True if the configuration file was found and applied, False otherwise

extract_msg.utils.tryGetMimetype(att: AttachmentBase, mimetype: str | None) → str | None[source]

Uses an optional dependency to try and get the mimetype of an attachment.

If the mimetype has already been found, the optional dependency does not exist, or an error occurs in the optional dependency, then the provided mimetype is returned.

Parameters:

att – The attachment to use for getting the mimetype.
mimetype – The mimetype acquired directly from an attachment stream.
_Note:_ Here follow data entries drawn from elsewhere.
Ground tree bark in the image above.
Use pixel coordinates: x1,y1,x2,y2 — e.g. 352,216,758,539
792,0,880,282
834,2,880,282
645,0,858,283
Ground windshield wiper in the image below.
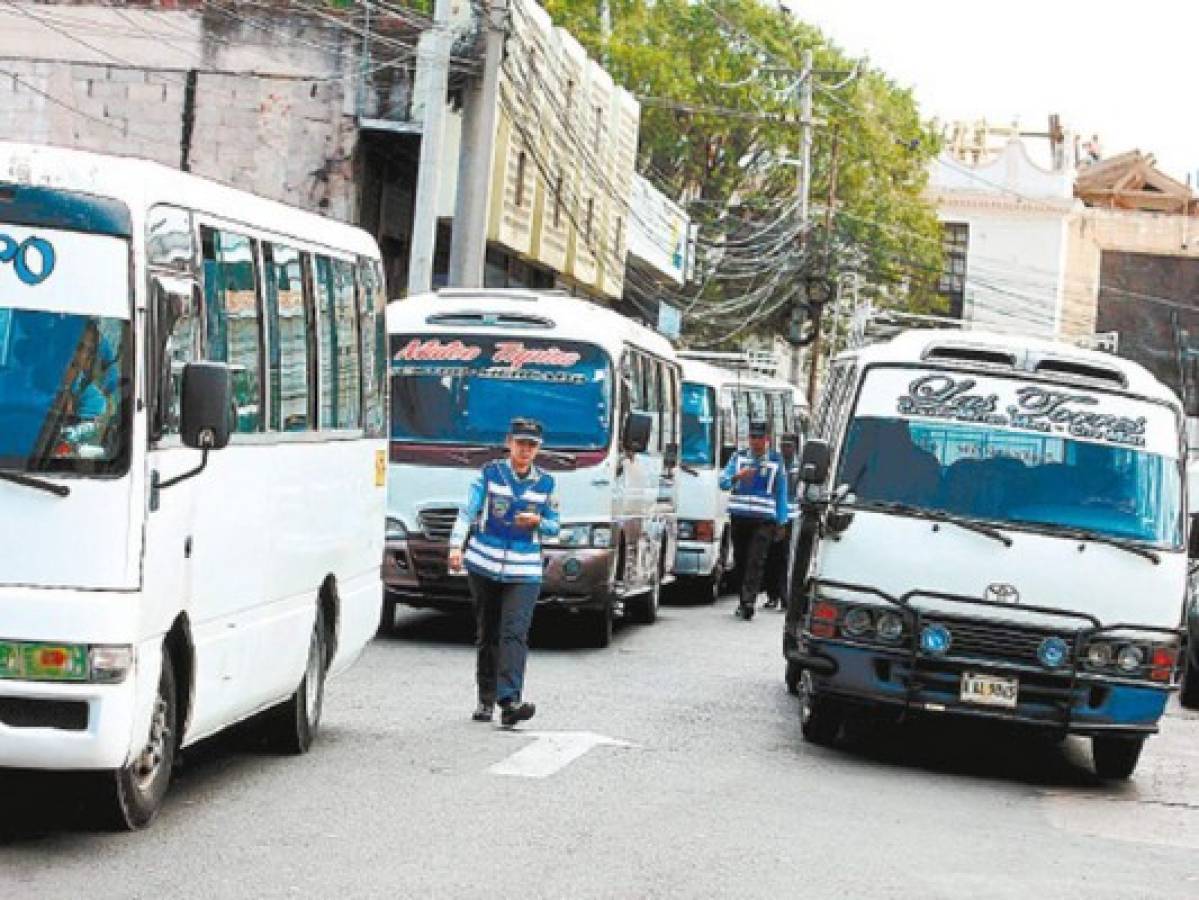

If this value evaluates to False, the function will try to determine it.

extract_msg.utils.unsignedToSignedInt(uInt: int) → int[source]

Convert the bits of an unsigned int (32-bit) to a signed int.

Raises:: ValueError – The number was not valid.

extract_msg.utils.unwrapMsg(msg: MSGFile) → Dict[str, List][source]

Takes a recursive message-attachment structure and unwraps it into a linear dictionary for easy iteration.

Dictionary contains 4 keys: “attachments” for main message attachments, not including embedded MSG files, “embedded” for attachments representing embedded MSG files, “msg” for all MSG files (including the original in the first index), and “raw_attachments” for raw attachments from signed messages.

extract_msg.utils.unwrapMultipart(mp: bytes | str | Message) → Dict[source]

Unwraps a recursive multipart structure into a dictionary of linear lists.

Similar to unwrapMsg, but for multipart. The dictionary contains 3 keys: “attachments” which contains a list of dicts containing processed attachment data as well as the Message instance associated with it, “plain_body” which contains the plain text body, and “html_body” which contains the HTML body.

For clarification, each instance of processed attachment data is a dict with keys identical to the args used for the SignedAttachment constructor. This makes it easy to expand for use in constructing a SignedAttachment. The only argument missing is “msg” to ensure this function will not require one.

Parameters:: mp – The bytes that make up a multipart, the string that makes up a multipart, or a Message instance from the email module created from the multipart data to unwrap. If providing a Message instance, prefer it to be an instance of EmailMessage. If you are doing so, make sure it’s policy is default.

extract_msg.utils.validateHtml(html: bytes) → bool[source]

Checks whether the HTML is considered valid.

To be valid, the HTML must, at minimum, contain an <html> tag, a <body> tag, and closing tags for each.

extract_msg.utils.verifyPropertyId(id: str) → None[source]

Determines whether a property ID is valid for certain functions.

Property IDs MUST be a 4 digit hexadecimal string. Property is valid if no exception is raised.

Raises:: InvalidPropertyIdError – The ID is not a 4 digit hexadecimal number.

extract_msg.utils.verifyType(_type: str | None) → None[source]

Verifies that the type is valid.

Raises an exception if it is not.

Raises:: UnknownTypeError – The type is not recognized.